冷静に戦況を見極めようとする双眸は、青鎬やαと同じ戦士のそれだ。
「数学統監府内において番号持ちの戦闘は固く禁じられていると聴いた」
「それはお綺麗な建前だよ、お嬢ちゃん。それに相手は番号持ちじゃねえ。記号持ちだ」
「詭弁だな」
「まあな」
数美は少し、考え込んだ。創と戦ったπと名乗る少年のことを考えていたのだ。記号持ちであれば記号持ちを知るだろうか。父のことを知っていたりもするだろうか。考えながらゆらりゆらりと手を動かしたのは、数美の自衛本能の成せる業だった。

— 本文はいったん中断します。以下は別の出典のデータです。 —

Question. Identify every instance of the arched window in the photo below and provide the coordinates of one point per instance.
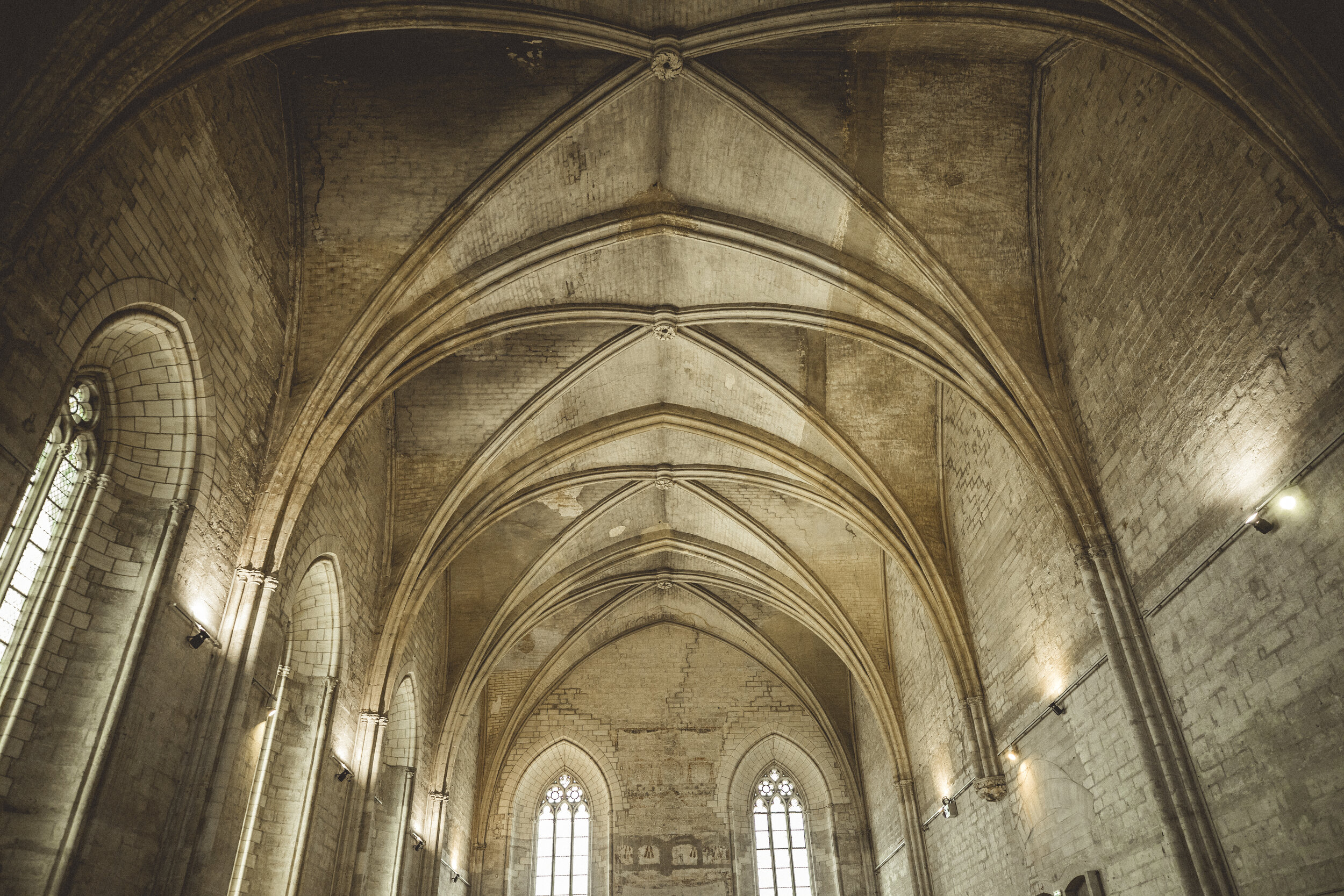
(562, 840)
(781, 837)
(44, 510)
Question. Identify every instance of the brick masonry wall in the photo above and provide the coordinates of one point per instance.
(1198, 304)
(389, 121)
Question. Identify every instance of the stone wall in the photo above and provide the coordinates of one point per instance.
(667, 711)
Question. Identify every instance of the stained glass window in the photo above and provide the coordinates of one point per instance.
(562, 840)
(781, 837)
(37, 524)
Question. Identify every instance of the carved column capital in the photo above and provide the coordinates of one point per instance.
(992, 787)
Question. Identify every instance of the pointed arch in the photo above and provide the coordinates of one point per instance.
(520, 789)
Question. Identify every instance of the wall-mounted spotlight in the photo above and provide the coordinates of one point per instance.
(1260, 523)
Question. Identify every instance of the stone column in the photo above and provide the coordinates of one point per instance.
(210, 865)
(375, 725)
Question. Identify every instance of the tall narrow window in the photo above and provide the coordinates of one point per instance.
(46, 499)
(562, 840)
(781, 837)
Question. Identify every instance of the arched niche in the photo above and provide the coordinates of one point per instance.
(519, 797)
(115, 596)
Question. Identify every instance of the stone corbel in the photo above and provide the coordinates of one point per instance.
(667, 58)
(992, 787)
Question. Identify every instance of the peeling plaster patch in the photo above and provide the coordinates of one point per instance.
(566, 501)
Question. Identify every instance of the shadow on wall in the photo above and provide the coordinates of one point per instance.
(1055, 816)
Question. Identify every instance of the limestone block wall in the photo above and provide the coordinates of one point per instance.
(1198, 305)
(176, 230)
(663, 719)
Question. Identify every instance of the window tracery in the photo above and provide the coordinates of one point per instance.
(781, 837)
(562, 840)
(42, 510)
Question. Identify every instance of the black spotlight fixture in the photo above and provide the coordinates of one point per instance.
(1260, 523)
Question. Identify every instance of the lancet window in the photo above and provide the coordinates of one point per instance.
(562, 840)
(781, 837)
(35, 529)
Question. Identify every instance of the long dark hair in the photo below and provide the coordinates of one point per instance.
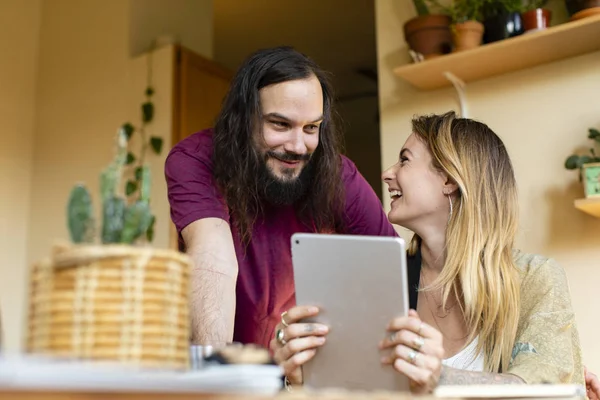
(236, 162)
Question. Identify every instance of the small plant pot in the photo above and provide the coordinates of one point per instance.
(467, 35)
(536, 20)
(576, 8)
(502, 26)
(429, 35)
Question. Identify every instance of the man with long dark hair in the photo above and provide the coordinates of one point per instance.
(271, 167)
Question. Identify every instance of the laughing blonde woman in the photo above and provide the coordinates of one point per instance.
(486, 313)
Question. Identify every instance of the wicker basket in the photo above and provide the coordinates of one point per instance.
(113, 302)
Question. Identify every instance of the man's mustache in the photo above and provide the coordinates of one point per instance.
(288, 156)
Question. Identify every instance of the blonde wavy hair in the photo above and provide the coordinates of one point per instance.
(479, 267)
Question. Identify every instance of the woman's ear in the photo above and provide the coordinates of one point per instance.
(450, 186)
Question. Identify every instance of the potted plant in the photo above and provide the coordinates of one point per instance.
(588, 165)
(428, 34)
(582, 8)
(535, 16)
(467, 30)
(501, 20)
(109, 295)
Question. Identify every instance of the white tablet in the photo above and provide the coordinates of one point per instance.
(360, 284)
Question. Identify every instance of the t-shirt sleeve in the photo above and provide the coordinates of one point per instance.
(364, 213)
(547, 348)
(191, 189)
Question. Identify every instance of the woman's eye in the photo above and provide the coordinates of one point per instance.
(279, 124)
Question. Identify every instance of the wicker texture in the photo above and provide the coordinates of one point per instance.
(118, 303)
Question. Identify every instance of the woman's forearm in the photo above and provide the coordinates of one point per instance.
(453, 376)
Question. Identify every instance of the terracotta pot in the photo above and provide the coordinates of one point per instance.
(429, 35)
(467, 35)
(575, 6)
(536, 20)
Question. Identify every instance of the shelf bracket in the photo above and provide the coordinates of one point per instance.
(459, 86)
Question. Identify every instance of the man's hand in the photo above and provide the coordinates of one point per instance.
(298, 342)
(213, 279)
(592, 385)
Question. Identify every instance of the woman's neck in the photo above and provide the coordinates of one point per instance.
(433, 251)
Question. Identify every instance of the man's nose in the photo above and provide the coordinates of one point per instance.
(296, 143)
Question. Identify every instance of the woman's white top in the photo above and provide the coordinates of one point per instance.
(467, 359)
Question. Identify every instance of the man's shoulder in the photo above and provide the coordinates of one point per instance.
(199, 144)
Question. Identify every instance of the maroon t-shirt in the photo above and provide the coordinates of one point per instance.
(265, 285)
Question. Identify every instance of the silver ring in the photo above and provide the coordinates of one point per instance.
(412, 357)
(418, 342)
(283, 314)
(279, 335)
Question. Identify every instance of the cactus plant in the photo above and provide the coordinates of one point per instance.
(125, 218)
(80, 215)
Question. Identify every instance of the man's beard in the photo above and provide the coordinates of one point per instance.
(280, 192)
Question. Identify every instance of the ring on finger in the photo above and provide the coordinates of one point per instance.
(392, 337)
(283, 314)
(279, 335)
(412, 357)
(418, 343)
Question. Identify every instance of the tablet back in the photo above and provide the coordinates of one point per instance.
(359, 283)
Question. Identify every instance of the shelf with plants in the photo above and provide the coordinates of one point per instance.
(589, 175)
(478, 39)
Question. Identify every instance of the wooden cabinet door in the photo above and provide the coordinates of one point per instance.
(200, 86)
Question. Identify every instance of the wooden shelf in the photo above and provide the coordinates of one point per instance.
(589, 206)
(528, 50)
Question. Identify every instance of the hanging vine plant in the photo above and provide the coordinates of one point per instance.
(126, 214)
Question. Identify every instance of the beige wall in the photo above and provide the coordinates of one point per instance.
(87, 87)
(189, 22)
(542, 114)
(19, 41)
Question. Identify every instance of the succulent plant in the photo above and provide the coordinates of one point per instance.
(81, 215)
(576, 161)
(126, 215)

戦闘を不本意な形で中断されたことに不興になったαが、数美を襲撃したのだ。しかし彼の皮膚は鋭利な刃で裂かれたようにあちこち鮮血を咲かせた。自分のしたことに気づいた数美が淡々とした声で詫びる。
「ああ、済まない。考え事をしていた」
「全く、あっちもこっちも、化け物だらけかよ。終わってんな」
数美はにくの語呂合わせの詠唱なしでも、人を攻撃出来るのだということを青鎬は認識した。無論、αも。とは言え、αの襲撃は多少、感情が勝ったものであって、本気で数美を害する積りはなかった。即ち、〝蓮森征爾の娘〟を、害する積りはなかったのだ。πと争うことは彼の予定にない。

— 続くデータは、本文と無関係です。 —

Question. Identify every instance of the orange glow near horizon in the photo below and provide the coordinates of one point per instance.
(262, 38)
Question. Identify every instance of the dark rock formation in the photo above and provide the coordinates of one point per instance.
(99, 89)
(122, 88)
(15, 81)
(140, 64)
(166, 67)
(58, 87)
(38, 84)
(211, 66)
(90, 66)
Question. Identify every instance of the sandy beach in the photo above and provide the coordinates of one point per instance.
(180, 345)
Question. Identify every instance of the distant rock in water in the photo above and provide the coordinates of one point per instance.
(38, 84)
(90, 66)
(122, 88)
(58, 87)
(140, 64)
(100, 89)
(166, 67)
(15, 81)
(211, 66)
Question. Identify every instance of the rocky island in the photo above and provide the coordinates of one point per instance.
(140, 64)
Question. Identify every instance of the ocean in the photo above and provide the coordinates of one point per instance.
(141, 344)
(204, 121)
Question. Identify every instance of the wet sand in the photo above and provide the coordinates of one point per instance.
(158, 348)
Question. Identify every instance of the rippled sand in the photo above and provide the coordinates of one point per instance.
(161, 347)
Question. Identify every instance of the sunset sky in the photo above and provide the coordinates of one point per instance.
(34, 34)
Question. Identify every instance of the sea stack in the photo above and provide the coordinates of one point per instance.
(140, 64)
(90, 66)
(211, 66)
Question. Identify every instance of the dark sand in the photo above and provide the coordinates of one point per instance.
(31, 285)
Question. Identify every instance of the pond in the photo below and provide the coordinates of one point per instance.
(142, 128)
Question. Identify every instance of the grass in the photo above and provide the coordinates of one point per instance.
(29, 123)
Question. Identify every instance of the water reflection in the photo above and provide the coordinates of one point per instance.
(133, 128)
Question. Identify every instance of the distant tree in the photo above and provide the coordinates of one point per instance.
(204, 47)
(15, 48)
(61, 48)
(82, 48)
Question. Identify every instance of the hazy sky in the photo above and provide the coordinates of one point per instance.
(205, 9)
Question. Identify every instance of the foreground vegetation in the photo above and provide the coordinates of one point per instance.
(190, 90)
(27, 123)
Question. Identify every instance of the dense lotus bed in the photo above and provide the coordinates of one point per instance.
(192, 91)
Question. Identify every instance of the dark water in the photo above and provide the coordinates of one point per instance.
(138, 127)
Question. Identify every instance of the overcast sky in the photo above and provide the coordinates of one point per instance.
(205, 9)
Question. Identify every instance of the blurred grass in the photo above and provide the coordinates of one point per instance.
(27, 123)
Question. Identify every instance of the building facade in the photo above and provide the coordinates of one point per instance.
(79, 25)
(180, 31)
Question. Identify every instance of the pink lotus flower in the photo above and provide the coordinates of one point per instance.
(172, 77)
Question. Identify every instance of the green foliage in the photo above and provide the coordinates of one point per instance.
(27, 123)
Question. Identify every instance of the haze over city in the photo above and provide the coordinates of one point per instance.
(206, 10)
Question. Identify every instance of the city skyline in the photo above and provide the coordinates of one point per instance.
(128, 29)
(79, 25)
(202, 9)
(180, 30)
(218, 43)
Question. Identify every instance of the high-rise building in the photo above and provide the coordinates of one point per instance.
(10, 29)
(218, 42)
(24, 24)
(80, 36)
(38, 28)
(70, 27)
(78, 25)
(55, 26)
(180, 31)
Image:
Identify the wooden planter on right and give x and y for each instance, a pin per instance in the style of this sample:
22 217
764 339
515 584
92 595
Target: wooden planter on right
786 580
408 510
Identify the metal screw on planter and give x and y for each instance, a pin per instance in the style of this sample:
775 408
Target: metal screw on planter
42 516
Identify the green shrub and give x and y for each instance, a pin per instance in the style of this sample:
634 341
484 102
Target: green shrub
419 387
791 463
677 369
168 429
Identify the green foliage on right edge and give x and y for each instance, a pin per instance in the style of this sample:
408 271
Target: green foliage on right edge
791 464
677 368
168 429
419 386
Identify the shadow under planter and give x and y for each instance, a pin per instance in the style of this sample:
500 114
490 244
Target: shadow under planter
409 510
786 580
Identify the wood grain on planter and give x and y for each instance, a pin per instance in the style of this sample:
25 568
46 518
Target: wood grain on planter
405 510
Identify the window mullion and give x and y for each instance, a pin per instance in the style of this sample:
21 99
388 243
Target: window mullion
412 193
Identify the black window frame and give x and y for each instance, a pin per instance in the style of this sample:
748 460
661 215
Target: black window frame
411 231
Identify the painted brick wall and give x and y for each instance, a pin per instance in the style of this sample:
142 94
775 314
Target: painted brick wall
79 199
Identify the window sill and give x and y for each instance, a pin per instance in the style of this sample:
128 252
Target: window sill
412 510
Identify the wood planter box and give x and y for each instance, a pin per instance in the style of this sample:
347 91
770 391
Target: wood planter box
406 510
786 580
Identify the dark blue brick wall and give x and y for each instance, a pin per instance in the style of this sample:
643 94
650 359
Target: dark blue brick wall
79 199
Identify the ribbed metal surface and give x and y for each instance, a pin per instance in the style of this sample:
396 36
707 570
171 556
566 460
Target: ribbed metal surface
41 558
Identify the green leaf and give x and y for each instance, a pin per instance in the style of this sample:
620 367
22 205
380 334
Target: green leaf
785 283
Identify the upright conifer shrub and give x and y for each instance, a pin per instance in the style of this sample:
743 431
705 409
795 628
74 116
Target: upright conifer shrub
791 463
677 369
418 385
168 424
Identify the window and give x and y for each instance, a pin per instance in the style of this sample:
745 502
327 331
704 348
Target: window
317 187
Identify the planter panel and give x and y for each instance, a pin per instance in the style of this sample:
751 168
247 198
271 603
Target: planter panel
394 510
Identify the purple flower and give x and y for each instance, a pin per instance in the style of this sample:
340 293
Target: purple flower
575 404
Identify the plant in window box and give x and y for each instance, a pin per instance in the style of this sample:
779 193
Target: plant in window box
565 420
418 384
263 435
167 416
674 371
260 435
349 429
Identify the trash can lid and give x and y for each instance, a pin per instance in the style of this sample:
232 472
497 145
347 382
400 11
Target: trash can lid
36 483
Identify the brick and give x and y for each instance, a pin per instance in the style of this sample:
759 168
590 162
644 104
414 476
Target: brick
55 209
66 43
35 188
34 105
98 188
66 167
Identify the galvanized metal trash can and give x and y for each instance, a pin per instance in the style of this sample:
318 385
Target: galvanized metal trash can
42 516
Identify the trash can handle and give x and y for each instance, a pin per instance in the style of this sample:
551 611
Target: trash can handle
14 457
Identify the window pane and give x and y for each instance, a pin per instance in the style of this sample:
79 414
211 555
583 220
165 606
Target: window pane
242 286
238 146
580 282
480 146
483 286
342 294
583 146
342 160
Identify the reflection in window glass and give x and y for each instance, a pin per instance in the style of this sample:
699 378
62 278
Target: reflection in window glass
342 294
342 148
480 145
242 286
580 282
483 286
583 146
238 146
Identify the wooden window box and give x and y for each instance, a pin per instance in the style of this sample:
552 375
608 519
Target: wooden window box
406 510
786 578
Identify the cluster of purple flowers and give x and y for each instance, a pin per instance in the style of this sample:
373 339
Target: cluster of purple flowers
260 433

「お嬢ちゃん。男同士の戦いに水を差したことは、まあ、良い。俺と一緒に来ないか?」
「何を言っている、α」
「――――どういう意味だ」
「言ったまんまさあ。πはあんたにご執心だ。俺は別段、あいつが好きじゃないが、たまには喜ばせてやっても良いかと思ってね」
αのこの発言は、数美にπとαの繋がりを確信させた。しかし、彼の申し出は論外だった。青鎬が数美を庇う位置に立つ。
「残念だが、α。この子は数学統監府に来ることが決まっている。勝手なスカウトは止めてもらおう」
「おやおや、そいつあ残念」
会話の流れ、そして声調から、数美は二人の男にはもう戦う意思のないことを察した。
「じゃあ、俺は今日はここで退散するけど。お嬢ちゃん、まだ色々と隠してるねえ。能力、それだけじゃないでしょ? 何だろうなあ、何せ征爾の娘だからなあ。気になる気になる。じゃ、バイ」
αの姿は掻き消えて、後には彼の青い髪の残像だけが残った。